For more information on performance data collection on Windows Systems, see Windows Performance Recorder.

Choosing Performance Data to Record

Something to consider is the collection of performance data comes with a cost; overhead can be significant. You may not want to run all possible performance recording options at the same time. Of course, there are times that only full collection of data reveals true performance character, and it may be necessary to endure performance degradation for short periods of time over a limited number of days. On the other hand, if overall system performance is acceptable or at least bearable, a full data collection could provide a valuable performance snapshot and provide useful insights into whether CICS has performance issues or if the problem exists elsewhere. Here are some key performance components for which data should be collected:

  • CPU utilization
  • Real storage utilization
  • Swap activity
  • Paging activity
  • Virtual storage utilization
  • Jobs processed and turnaround
  • I/O activity by request type (e.g., Read, Write, etc.)
  • Data buffer utilization
  • Channel utilization
  • Cache performance
  • Data activity by disk volume

First Things First

The prelude to CICS tuning is to establish an infrastructure that effectively collects performance data—not just CICS, but systemwide—which establishes the foundation for comprehensive performance analysis. You can’t tune a system until you have the data to reveal bottlenecks, where demand exceeds supply, where response times are too high and where capacity is inadequate for consumption. Performance data—abetted by quality performance reporting and analysis tools—shines the light on where to focus the effort, to modify parameters to reduce restrictions, to add hardware or software that provides significant improvement.

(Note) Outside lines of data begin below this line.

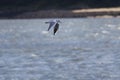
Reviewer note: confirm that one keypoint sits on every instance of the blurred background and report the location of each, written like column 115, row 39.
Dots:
column 11, row 8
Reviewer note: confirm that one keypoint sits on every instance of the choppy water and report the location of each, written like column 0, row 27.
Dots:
column 83, row 49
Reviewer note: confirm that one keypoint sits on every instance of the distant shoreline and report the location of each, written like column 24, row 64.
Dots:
column 81, row 13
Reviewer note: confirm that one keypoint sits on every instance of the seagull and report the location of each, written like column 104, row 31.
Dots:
column 55, row 24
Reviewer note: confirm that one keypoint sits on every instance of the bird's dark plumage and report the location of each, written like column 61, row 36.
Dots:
column 56, row 28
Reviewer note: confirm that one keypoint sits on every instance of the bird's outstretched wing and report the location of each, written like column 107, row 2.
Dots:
column 52, row 24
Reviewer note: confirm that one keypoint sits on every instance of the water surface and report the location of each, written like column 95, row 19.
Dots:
column 82, row 49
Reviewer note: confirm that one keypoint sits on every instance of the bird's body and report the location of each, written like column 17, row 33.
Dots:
column 55, row 24
column 56, row 28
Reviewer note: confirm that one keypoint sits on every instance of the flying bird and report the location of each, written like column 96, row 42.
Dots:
column 55, row 24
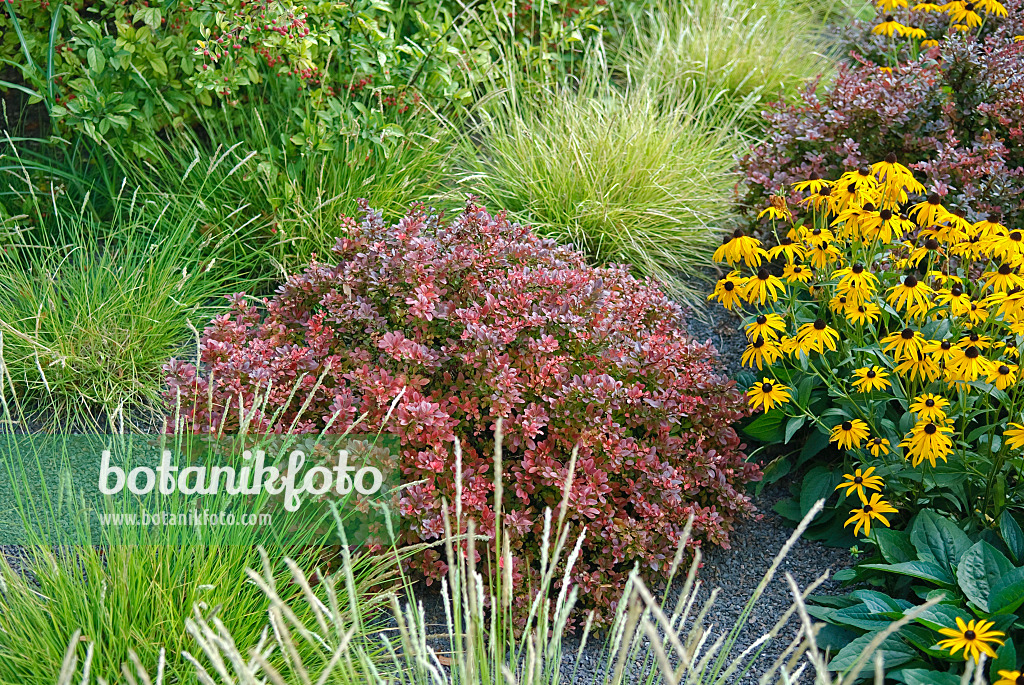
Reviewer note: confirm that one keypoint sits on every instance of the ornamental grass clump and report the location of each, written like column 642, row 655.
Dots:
column 456, row 323
column 897, row 343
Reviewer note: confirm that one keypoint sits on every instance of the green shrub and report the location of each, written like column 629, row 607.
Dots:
column 611, row 174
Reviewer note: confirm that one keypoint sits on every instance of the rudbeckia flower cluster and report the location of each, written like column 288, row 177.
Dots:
column 907, row 316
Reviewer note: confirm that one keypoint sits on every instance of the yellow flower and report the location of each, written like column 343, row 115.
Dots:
column 968, row 365
column 737, row 247
column 728, row 290
column 760, row 353
column 910, row 293
column 871, row 378
column 972, row 637
column 1010, row 678
column 767, row 393
column 904, row 344
column 763, row 287
column 797, row 273
column 921, row 367
column 930, row 407
column 1014, row 435
column 928, row 439
column 859, row 480
column 766, row 326
column 816, row 336
column 849, row 434
column 876, row 508
column 889, row 27
column 879, row 446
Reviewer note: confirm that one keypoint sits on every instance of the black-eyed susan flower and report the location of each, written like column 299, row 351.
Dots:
column 763, row 287
column 1014, row 435
column 910, row 293
column 964, row 13
column 728, row 290
column 928, row 440
column 876, row 508
column 968, row 365
column 767, row 393
column 739, row 247
column 879, row 446
column 1004, row 279
column 1010, row 678
column 871, row 378
column 889, row 27
column 866, row 312
column 793, row 272
column 761, row 353
column 816, row 336
column 922, row 368
column 787, row 248
column 974, row 637
column 859, row 480
column 1003, row 375
column 930, row 212
column 766, row 326
column 954, row 298
column 904, row 344
column 930, row 407
column 849, row 434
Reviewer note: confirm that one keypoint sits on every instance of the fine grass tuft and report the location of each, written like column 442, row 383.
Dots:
column 612, row 174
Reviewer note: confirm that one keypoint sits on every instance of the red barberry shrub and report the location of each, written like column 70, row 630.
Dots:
column 477, row 317
column 954, row 115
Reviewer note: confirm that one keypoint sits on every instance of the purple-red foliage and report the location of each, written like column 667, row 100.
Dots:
column 478, row 318
column 955, row 116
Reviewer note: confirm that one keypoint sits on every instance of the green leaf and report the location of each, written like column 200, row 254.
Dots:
column 817, row 485
column 979, row 569
column 895, row 546
column 925, row 677
column 1007, row 593
column 894, row 651
column 925, row 570
column 1012, row 536
column 938, row 540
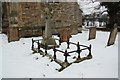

This sets the stage for a high level performance review that determines whether the performance problem is within CICS or without. Getting a feel for the full system’s performance before drilling down to CICS might save a lot of time and effort, and perhaps some system adjustments will improve overall system performance, hence CICS performance. The ultimate objective is to improve CICS performance, which might involve multiple CICS systems in multiple nodes within a computer network, but starts with a single node.